Pamiętam moją pierwszą lalkę Barbie. Miała na imię Petra i dostałam ją od cioci z Niemiec. Pilnowałam jej jak oczka w głowie, potrafiłam się nią bawić całymi dniami. Kiedy więc zobaczyłam biografię Ruth Handler - twórczyni mojej Petry, musiałam przeczytać tę książkę!
Biografie bywają różne. Ja najbardziej lubię te, które czyta się jak najlepszą emocjonującą powieść. Te, w których ludzie udowadniają, że sukces okupiony jest zmęczeniem, potem, okrutnie ciężką pracą i często zaniedbywaniem swojego życia rodzinnego.
I taka właśnie jest historia Ruth. Ruth, która z maleńkiej firmy balansującej często na granicy bankructwa zrobiła prawdziwe imperium zabawek. I która stworzyła lalkę, którą chciała mieć absolutnie KAŻDA dziewczynka na świecie.
Ruth miała w sobie to coś. Haryzmę, niesamowitą pewność siebie, niegasnącą wiarę w to, że się uda. Pracowała wraz ze swoim mężem bez wytchnienia, wciąż tworząc i ulepszając i wycinając konkurencję w pień.
Ale to nie jest tylko historia sukcesu. To też historia kobiety oskarżonej o przekręty finansowe i fałszowanie faktur. Historia kobiety w świecie mężczyzn, która do sal konferencyjnych musiała przemykać przez kuchnię. Historia kobiety chorej na raka piersi i poddanej mastektomii.
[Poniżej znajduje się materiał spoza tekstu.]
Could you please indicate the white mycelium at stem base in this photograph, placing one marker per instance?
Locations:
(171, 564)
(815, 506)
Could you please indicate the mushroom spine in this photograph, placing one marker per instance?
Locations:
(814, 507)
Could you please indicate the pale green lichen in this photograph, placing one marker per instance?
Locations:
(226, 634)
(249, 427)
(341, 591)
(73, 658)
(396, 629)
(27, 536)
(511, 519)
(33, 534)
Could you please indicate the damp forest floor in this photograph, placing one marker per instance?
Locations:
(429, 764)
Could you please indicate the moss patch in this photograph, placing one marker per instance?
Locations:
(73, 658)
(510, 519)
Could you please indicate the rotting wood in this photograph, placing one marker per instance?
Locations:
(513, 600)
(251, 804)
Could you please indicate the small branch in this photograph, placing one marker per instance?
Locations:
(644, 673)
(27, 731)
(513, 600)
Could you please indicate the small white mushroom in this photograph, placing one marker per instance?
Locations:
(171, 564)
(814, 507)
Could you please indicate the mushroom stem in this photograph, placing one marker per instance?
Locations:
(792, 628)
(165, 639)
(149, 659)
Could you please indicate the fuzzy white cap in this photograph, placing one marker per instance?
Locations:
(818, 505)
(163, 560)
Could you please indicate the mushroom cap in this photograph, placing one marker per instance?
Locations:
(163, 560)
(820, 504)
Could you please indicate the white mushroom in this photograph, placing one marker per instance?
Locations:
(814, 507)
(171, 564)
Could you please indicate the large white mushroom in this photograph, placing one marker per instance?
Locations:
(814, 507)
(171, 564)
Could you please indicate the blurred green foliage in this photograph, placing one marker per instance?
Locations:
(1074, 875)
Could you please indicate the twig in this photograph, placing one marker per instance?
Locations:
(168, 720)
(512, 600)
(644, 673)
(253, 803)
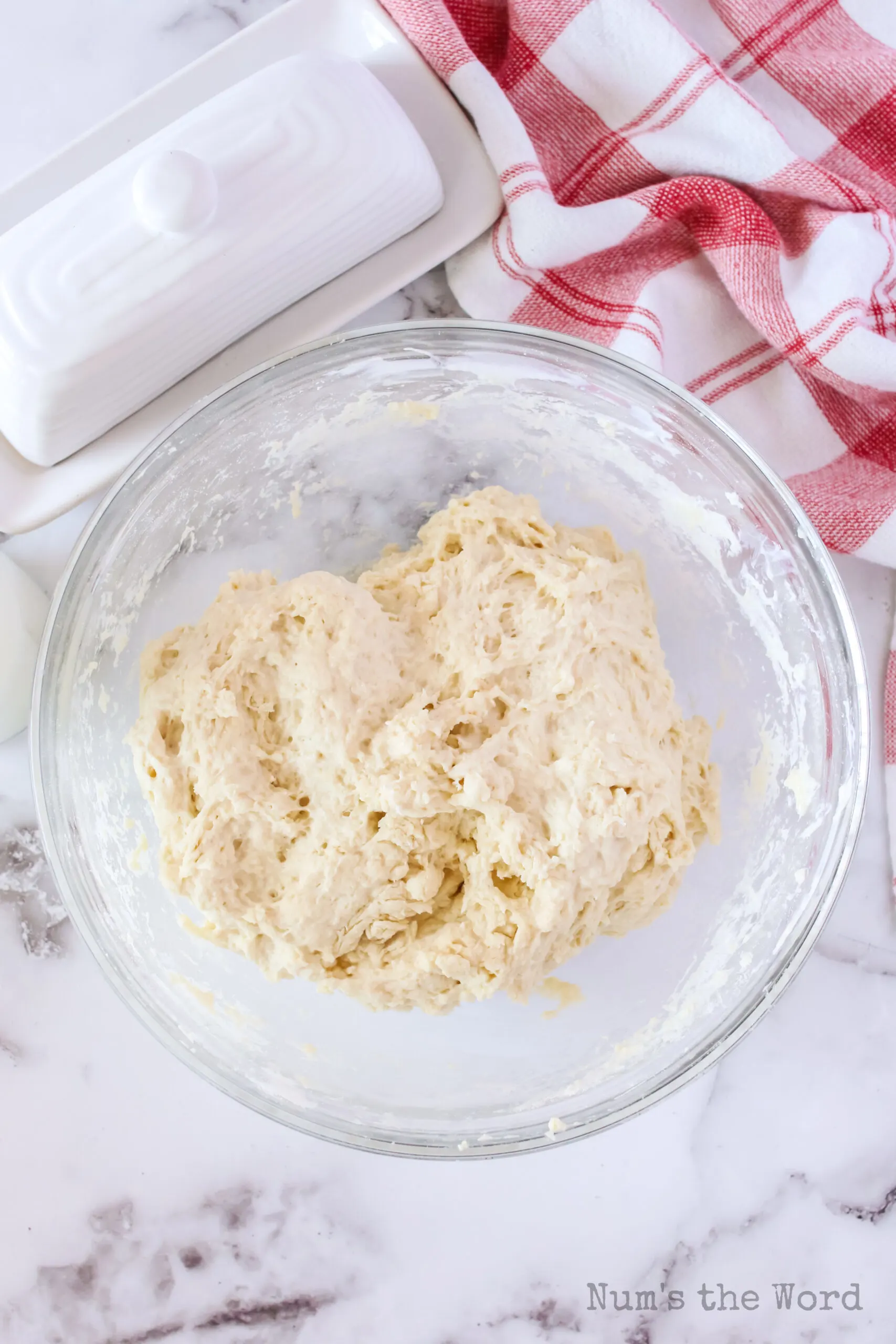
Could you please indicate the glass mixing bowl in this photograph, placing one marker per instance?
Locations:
(758, 636)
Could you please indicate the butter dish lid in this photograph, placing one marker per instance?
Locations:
(139, 275)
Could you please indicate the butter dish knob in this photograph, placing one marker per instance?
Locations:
(175, 193)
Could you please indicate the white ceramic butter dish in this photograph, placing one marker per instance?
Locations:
(127, 282)
(31, 495)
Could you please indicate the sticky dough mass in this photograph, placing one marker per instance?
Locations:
(434, 783)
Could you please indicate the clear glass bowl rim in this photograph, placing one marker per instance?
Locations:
(790, 960)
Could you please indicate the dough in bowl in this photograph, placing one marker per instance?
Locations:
(438, 781)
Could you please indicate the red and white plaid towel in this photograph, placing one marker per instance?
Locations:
(708, 186)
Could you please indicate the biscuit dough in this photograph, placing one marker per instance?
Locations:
(438, 781)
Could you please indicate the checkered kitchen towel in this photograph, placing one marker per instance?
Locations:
(708, 186)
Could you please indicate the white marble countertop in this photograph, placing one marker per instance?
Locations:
(138, 1203)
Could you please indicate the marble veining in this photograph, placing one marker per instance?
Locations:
(140, 1205)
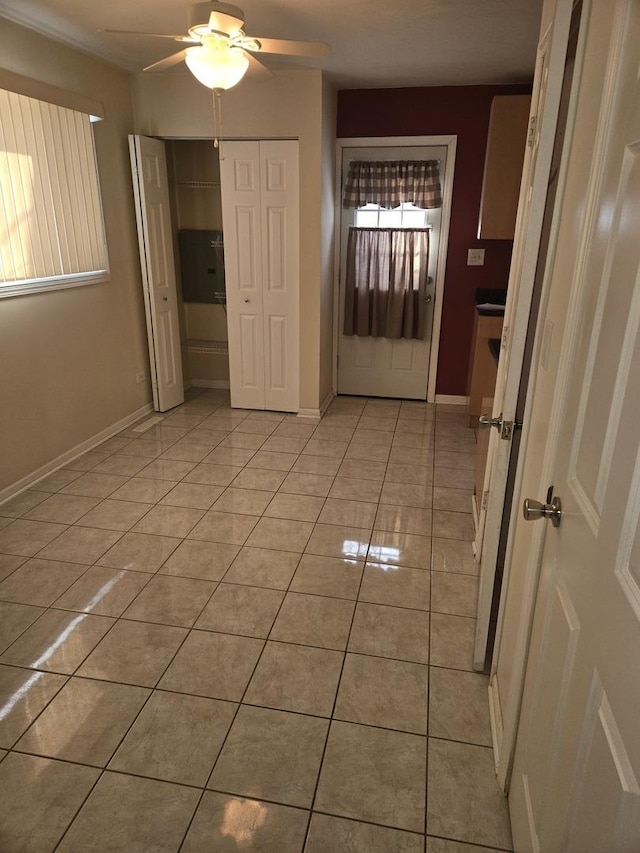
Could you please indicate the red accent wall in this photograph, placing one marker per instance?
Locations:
(464, 111)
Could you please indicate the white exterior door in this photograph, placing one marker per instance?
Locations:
(151, 192)
(547, 87)
(382, 367)
(260, 204)
(576, 776)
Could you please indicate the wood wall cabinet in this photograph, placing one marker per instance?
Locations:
(503, 166)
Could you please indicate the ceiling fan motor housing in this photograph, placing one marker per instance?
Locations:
(223, 17)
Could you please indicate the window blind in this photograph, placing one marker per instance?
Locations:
(49, 195)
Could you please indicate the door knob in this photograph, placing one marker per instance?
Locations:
(485, 420)
(532, 510)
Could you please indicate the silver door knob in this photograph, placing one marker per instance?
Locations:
(532, 510)
(485, 420)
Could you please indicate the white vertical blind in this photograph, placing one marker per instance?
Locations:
(50, 207)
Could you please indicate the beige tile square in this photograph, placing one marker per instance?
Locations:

Blaski i cienie sławy oraz najpopularniejsze zabawki, które na pewno kojarzycie ze swojego dzieciństwa. Bardzo polecam Wam tę książkę.
Biorąc pod uwagę ile czasu spędziłam bawiąc się lalkami Barbie aż wstyd, że tak mało wiedziałam o jej twórczyni.
Świetna biografia, chociaż zdarzało się autorce gubić moje zainteresowanie przy niektórych momentach. Czy polecam? Jak najbardziej, wszystkim małym dziewczynką, które kiedy wolały Barbie, jak dorośnięcie będziecie chciały poznać historię Ruth.